About 85,000 school district students were no-shows this year. The state held school districts harmless and paid them to educate these missing students, but whether taxpayers can afford continuing to do so will be a contentious issue. If the bulk of these students do not return this fall and state government stops funding nonattending students, school districts will be scrambling to reorganize their staffing models, building utilization plans, and budgets.
The federal government is sending billions in education funding to the states via a succession of Covid-19 stimulus bills, but these are one-time payments that should not be used for ongoing expenses, such as employee salaries and benefits. House Speaker Chris Sprowls recently sent a letter to district superintendents warning them against spending non-reoccurring funds on reoccurring expenses.
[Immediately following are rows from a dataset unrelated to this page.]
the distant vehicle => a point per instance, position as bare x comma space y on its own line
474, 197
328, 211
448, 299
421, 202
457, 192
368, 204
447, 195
If the federal government passes another stimulus bill, state government and school districts may find themselves with millions of federal dollars that cannot be spent on pressing needs because the federal money is non-reoccurring. How best to manage this mix of one-time payments with ongoing financial needs will be another contentious issue for legislators to resolve.
The primary education choice bill this session is Senate Bill 48, sponsored by Sen. Manny Diaz Jr., and a priority of Senate President Wilton Simpson. This bill consolidates five education choice programs into two, provides families with greater spending flexibility by turning all the scholarships into Education Savings Accounts (ESAs), stabilizes the programs’ funding, creates growth caps to control expenses, and cleans up a plethora of technical issues that were making the programs overly cumbersome for families and schools.
You can read more about SB 48 here.
Senate staff spent six months working on various aspects of this bill, and it shows. Some of the more nuanced technical solutions are elegant despite the complex legislative language in which they are embedded.
That SB 48 is a Senate bill is unusual. Traditionally, innovative education choice legislation originates in the Florida House and then must navigate its way through the Senate. For the Senate to step up and propose a landmark education choice bill is a pleasant surprise. Once the House’s improvements are included, this will be a historic bill with significant implications for the education choice movement nationally.
The other important education choice bill this session makes dual enrollment programs more accessible to non-school district students. (See here and here.) Legislative changes a few years ago made dual enrollment far less accessible for private school students. Consequently, private school student participation in dual enrollment has been declining. This bill will hopefully fix that problem.
The House has made career planning and workforce development a top priority this session. The pandemic has driven unemployment rates to historic highs and forced millions of people to change jobs and careers. Aligning Florida’s education and training programs with current and future job openings is a critical need the Legislature will be addressing this session. Kudos to the House for taking the lead on this, and to the House staff for working endless hours crafting this legislation.
The House is also promoting legislation that will deliver developmentally appropriate books to the homes of young readers. This program, in concert with the existing Reading ESA for struggling elementary school readers, should help improve many students’ reading skills and, hopefully, inspire a love of life-long reading.
We have all been impacted by this devastating pandemic, but Floridians are resilient, optimistic, and forward looking. We are already on the road to recovery – a recovery I am confident will be accelerated by the decisions our Florida Legislature and governor make over the next 60 days.